The Ohio Organizing Collaborative brought the case. But in court filings last week, the organization’s attorneys asked Magistrate Judge Norah McCann King to let it withdraw and substitute in its place the state’s Democratic Party and Cuyahoga and Montgomery county parties.
“OOC is a non-profit organization with limited resources, and it does not have the institutional capability to remain as a plaintiff,” attorneys wrote in court documents.
Attorneys also want to amend their case to drop claims related to absentee and provisional ballots that overlap with those in a separate lawsuit.
In a court filing Thursday, the state did not object to the substitution of the parties, but said it would oppose any effort to adjust the trial schedule because of their entry into the case. Secretary of State Jon Husted and Attorney General Mike DeWine are listed as defendants in the lawsuit.

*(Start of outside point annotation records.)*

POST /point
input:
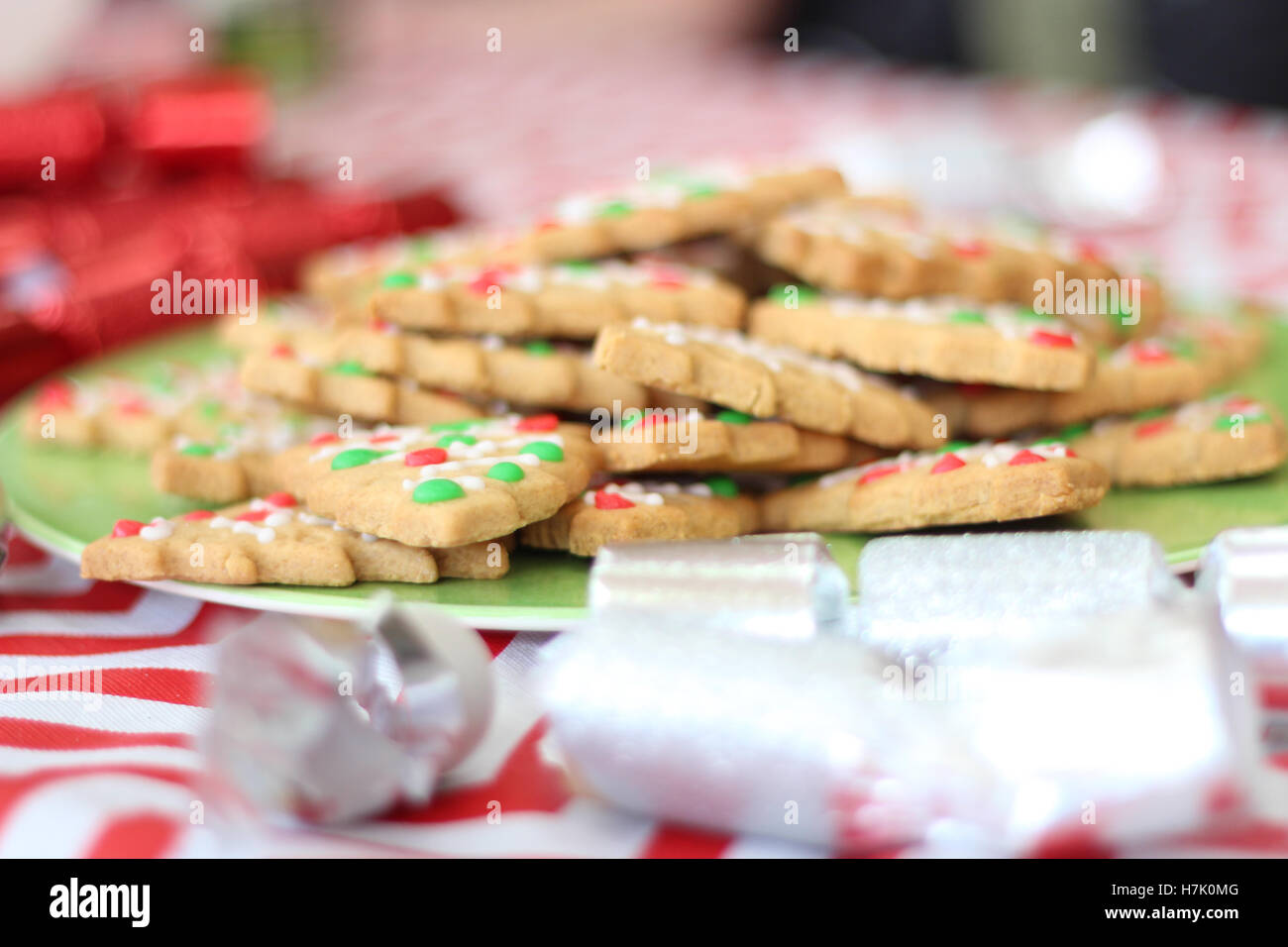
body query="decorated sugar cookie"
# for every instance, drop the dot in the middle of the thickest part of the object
(982, 482)
(1219, 438)
(529, 372)
(939, 337)
(566, 300)
(446, 484)
(274, 540)
(347, 386)
(765, 380)
(853, 247)
(644, 512)
(725, 441)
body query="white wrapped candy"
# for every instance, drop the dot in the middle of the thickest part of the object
(741, 733)
(926, 594)
(323, 722)
(782, 585)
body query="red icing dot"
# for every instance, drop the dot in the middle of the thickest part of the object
(485, 279)
(1151, 428)
(610, 501)
(1025, 458)
(949, 462)
(1087, 250)
(56, 393)
(970, 249)
(1150, 355)
(539, 423)
(1056, 341)
(877, 474)
(425, 455)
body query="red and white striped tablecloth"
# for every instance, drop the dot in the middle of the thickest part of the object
(117, 774)
(120, 777)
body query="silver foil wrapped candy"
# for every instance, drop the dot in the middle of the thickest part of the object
(781, 585)
(789, 738)
(1244, 578)
(329, 722)
(927, 594)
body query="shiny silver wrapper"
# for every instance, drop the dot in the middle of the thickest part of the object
(1243, 577)
(781, 585)
(926, 595)
(1100, 731)
(329, 722)
(742, 733)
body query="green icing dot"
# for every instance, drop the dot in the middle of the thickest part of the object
(721, 486)
(351, 367)
(421, 249)
(804, 294)
(1229, 421)
(506, 472)
(449, 440)
(398, 279)
(616, 209)
(700, 189)
(437, 491)
(546, 450)
(355, 457)
(1150, 412)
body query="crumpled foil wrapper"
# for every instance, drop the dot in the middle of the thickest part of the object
(1243, 575)
(789, 738)
(329, 722)
(926, 595)
(1100, 729)
(780, 585)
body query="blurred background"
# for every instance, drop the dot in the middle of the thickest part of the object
(235, 137)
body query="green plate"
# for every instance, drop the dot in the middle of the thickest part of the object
(63, 499)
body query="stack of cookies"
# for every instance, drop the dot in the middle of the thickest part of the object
(430, 405)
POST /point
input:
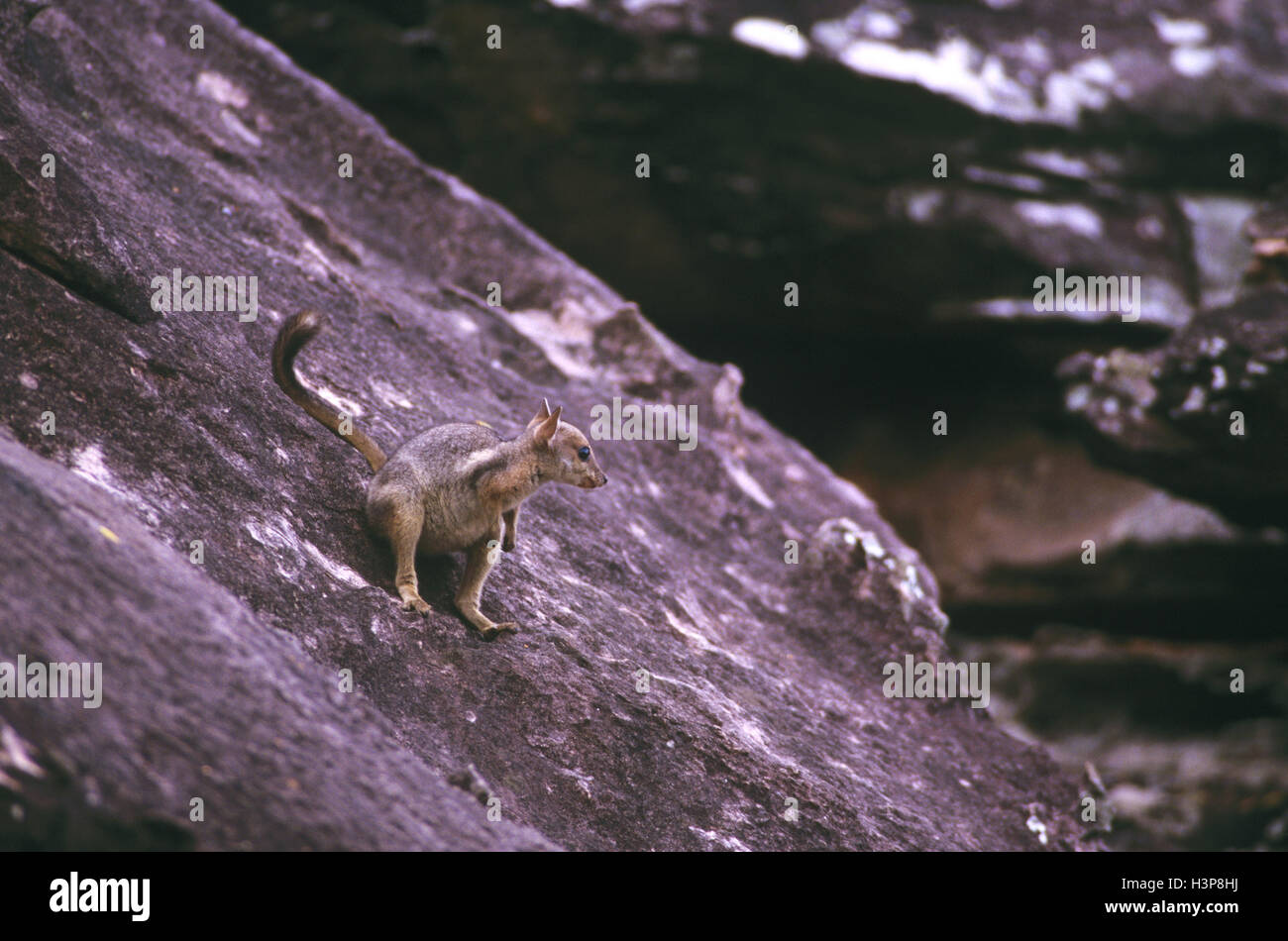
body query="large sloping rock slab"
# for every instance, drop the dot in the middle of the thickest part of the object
(198, 699)
(761, 680)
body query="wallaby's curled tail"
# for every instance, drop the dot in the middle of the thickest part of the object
(291, 338)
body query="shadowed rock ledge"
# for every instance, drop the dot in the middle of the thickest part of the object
(763, 679)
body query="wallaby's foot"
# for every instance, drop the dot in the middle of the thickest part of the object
(497, 630)
(482, 623)
(415, 602)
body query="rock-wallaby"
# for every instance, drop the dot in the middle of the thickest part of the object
(449, 489)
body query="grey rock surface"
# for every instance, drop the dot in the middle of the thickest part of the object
(763, 679)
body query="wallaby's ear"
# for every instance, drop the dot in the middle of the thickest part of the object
(546, 429)
(542, 413)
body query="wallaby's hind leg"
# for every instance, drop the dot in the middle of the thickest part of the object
(403, 536)
(511, 529)
(478, 563)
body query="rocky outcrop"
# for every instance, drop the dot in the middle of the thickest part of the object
(677, 683)
(1203, 413)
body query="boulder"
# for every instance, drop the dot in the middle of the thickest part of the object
(677, 685)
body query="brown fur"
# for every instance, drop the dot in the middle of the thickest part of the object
(455, 488)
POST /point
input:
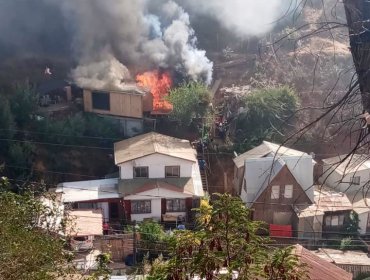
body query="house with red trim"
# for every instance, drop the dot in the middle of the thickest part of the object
(159, 177)
(272, 180)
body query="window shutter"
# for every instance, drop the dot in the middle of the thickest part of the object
(127, 205)
(163, 206)
(275, 191)
(288, 191)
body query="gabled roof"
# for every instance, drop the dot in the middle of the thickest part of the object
(328, 200)
(259, 173)
(151, 143)
(88, 190)
(139, 185)
(318, 268)
(276, 167)
(264, 150)
(360, 202)
(353, 163)
(84, 222)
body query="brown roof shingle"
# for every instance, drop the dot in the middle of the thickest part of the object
(151, 143)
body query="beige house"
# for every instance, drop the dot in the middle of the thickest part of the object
(127, 106)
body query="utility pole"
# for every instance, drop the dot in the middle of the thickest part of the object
(134, 245)
(358, 21)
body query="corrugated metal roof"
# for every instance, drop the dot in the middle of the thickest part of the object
(88, 190)
(343, 257)
(85, 222)
(331, 201)
(361, 203)
(150, 143)
(139, 185)
(277, 166)
(266, 149)
(318, 268)
(351, 164)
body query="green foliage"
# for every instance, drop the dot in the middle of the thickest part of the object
(27, 251)
(20, 154)
(102, 271)
(266, 113)
(23, 104)
(151, 231)
(6, 118)
(227, 242)
(189, 100)
(352, 225)
(346, 243)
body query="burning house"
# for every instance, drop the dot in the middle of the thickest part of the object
(132, 102)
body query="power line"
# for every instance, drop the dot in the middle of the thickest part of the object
(56, 144)
(58, 134)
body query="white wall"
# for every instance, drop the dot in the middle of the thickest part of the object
(340, 182)
(105, 209)
(155, 214)
(257, 172)
(156, 164)
(363, 222)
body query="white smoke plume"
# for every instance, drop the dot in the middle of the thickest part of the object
(243, 17)
(112, 32)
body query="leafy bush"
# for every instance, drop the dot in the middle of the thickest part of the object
(266, 113)
(346, 243)
(189, 100)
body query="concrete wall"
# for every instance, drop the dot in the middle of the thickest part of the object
(279, 210)
(342, 183)
(121, 104)
(257, 172)
(363, 222)
(156, 164)
(155, 214)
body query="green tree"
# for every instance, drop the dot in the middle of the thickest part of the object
(29, 251)
(266, 112)
(352, 225)
(23, 104)
(226, 243)
(7, 124)
(189, 100)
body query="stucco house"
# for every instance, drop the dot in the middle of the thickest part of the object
(128, 106)
(347, 174)
(159, 177)
(272, 180)
(265, 150)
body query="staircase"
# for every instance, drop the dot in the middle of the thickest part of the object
(203, 173)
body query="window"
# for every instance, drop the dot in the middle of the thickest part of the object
(113, 211)
(175, 205)
(100, 100)
(355, 180)
(275, 191)
(288, 191)
(87, 205)
(141, 206)
(172, 171)
(334, 221)
(141, 172)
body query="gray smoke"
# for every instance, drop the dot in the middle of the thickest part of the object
(110, 33)
(242, 17)
(105, 35)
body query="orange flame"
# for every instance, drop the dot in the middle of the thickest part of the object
(159, 85)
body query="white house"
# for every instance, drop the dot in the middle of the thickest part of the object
(159, 177)
(265, 150)
(94, 194)
(272, 180)
(346, 174)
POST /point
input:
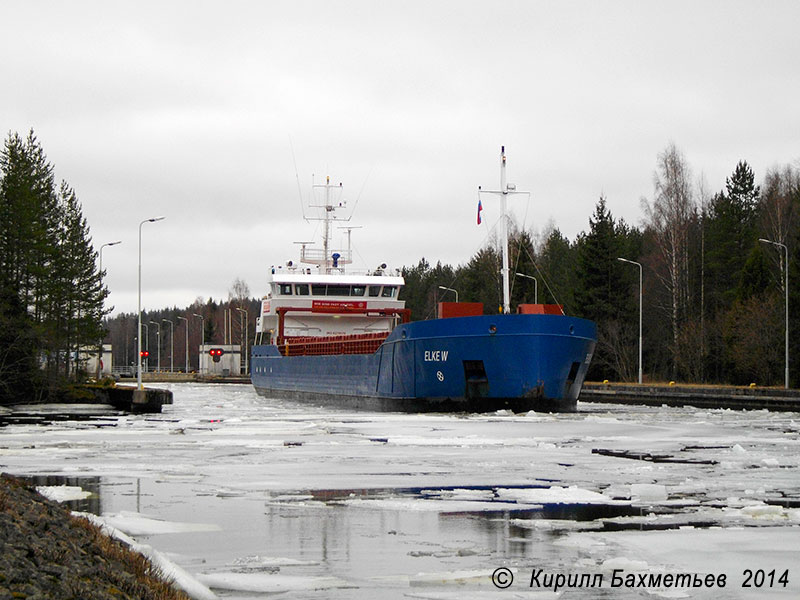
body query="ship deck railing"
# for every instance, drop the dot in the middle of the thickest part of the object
(359, 343)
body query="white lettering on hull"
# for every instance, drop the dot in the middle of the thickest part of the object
(436, 355)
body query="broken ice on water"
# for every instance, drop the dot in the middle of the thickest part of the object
(246, 496)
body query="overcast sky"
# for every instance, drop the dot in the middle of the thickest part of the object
(210, 112)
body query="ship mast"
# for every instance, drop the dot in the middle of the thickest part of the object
(326, 259)
(505, 190)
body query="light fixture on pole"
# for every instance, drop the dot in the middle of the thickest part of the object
(186, 352)
(158, 346)
(139, 304)
(535, 286)
(100, 271)
(441, 287)
(172, 344)
(202, 343)
(633, 262)
(786, 286)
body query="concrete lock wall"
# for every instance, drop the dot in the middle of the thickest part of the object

Attorneys for the state did object, however, to the request to amend the lawsuit’s claims, accusing the plaintiffs of “forum-shopping” and saying the change could create uncertainty for voters and election officials ahead of the 2016 presidential election.
The court has set an expedited schedule and a trial is set for the week of Nov. 16, while the separate lawsuit on the issues “has barely begun,” the state’s attorneys said in court documents. “Such a delay could make any changes in election procedure impossible to implement before the primary.”
The suit seeks relief from voting rules and laws that survived a settlement agreement struck in April between Husted and the NAACP and other groups in an early voting dispute.
Plaintiffs are challenging the elimination of a week of early voting in which Ohioans could also register to vote. And they have asked the judge to block a uniform voting schedule set by Husted and return an older arrangement that allowed counties to set their own hours. The suit says the changes effectively leave voters in more populous counties – many of them black – with fewer opportunities to vote.
Without such relief, it says, the voting rights of thousands of Ohio residents would be “wrongfully burdened, abridged, and/or denied.”
Husted, the state’s Republican elections chief, has called the case politically motivated and contends Ohio’s voting system is fair and easy for residents to cast a ballot.
Among other provisions challenged in the suit are:
– A rule limiting each county to a single early-voting location regardless of population.
– Reductions in the number of electronic voting machines in counties where they’re the primary device.
– A policy excluding “inactive” voters from receiving unsolicited, absentee ballot applications.
The complaint says all the changes “were designed to and will disproportionately burden specific populations, in particular African-Americans, Latinos, and young people – each of which are, not coincidentally, core Democratic constituencies.”
Husted has said all voters are treated fairly and equally, and Ohioans have 28 days to cast a ballot by mail or in person – more generous than other states.